Radioaktywna „szklista sadza” spadła na Tokio po upadku Fukushimy

$config[ads_kvadrat] not found

Fukushima weszliśmy do skażonej strefy - Urbex History

Fukushima weszliśmy do skażonej strefy - Urbex History
Anonim

Większość materiału radioaktywnego, który spadł na Tokio po zatopieniu w elektrowni jądrowej Fukushima Daiichi, została zamknięta w szklistych mikrocząstkach, odkryli naukowcy.

Odkrycia, które zostaną zaprezentowane w poniedziałek na konferencji Goldschmidt w Japonii, pokazują, że opad promieniotwórczy z trzęsienia ziemi w 2011 r. I następująca po nim katastrofa jądrowa został źle zrozumiany. Wcześniej zakładano, że większość promieniowania, które padło, rozpuściło się w deszczu. Oznaczałoby to, że zmywałby się z gleby i przez środowisko w cyklu hydrologicznym.

W rzeczywistości jednak w trakcie topnienia cząsteczki radioaktywnego cezu i nanocząstek tlenków żelaza i cynku zostały osadzone w szkle tlenku krzemu. Stało się tak z powodu interakcji między stopionym rdzeniem a betonowymi jednostkami zabezpieczającymi.

Te maleńkie szklane cząsteczki dostały się do powietrza i opadły jak sadza na otaczający region. Ponieważ cząsteczki radioaktywne są zawarte w nierozpuszczalnym medium, nie spłukują się z gleby wodą deszczową w takim samym stopniu.

„Wygląda na to, że procedura czyszczenia, która polegała na myciu i usuwaniu górnych gleb, była właściwa”, mówi dr Satoshi Utsunomiya, który przedstawi wyniki w poniedziałek. „Jednak stężenie radioaktywnego cezu w mikrocząstkach oznacza, że ​​na skrajnie zlokalizowanym i skoncentrowanym poziomie, opad radioaktywny mógł być bardziej (lub mniej) skoncentrowany niż przewidywano”.

Poza konsekwencjami dla środowiska istnieją poważne konsekwencje dla zdrowia ludzkiego.

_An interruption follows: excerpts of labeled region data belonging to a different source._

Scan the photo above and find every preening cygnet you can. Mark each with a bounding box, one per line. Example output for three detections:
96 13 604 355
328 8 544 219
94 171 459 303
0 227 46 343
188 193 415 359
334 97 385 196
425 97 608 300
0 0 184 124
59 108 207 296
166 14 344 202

Oddychanie cezem zamkniętym w cząstkach szkła może mieć bardzo różny wpływ od ekspozycji na nie jako radioaktywny deszcz i może być niebezpieczne przy znacznie wyższym lub niższym stężeniu. Okres półtrwania materiału może również zależeć w dużym stopniu od medium.

Informacje te będą cenne przy ocenie trwających skutków katastrofy w Fukushimie. Mamy nadzieję, że nie dojdzie do ponownego rozpadu jądrowego na taką skalę, ale jeśli tak się stanie, ta nowa nauka pomoże rządom lepiej reagować na kryzys.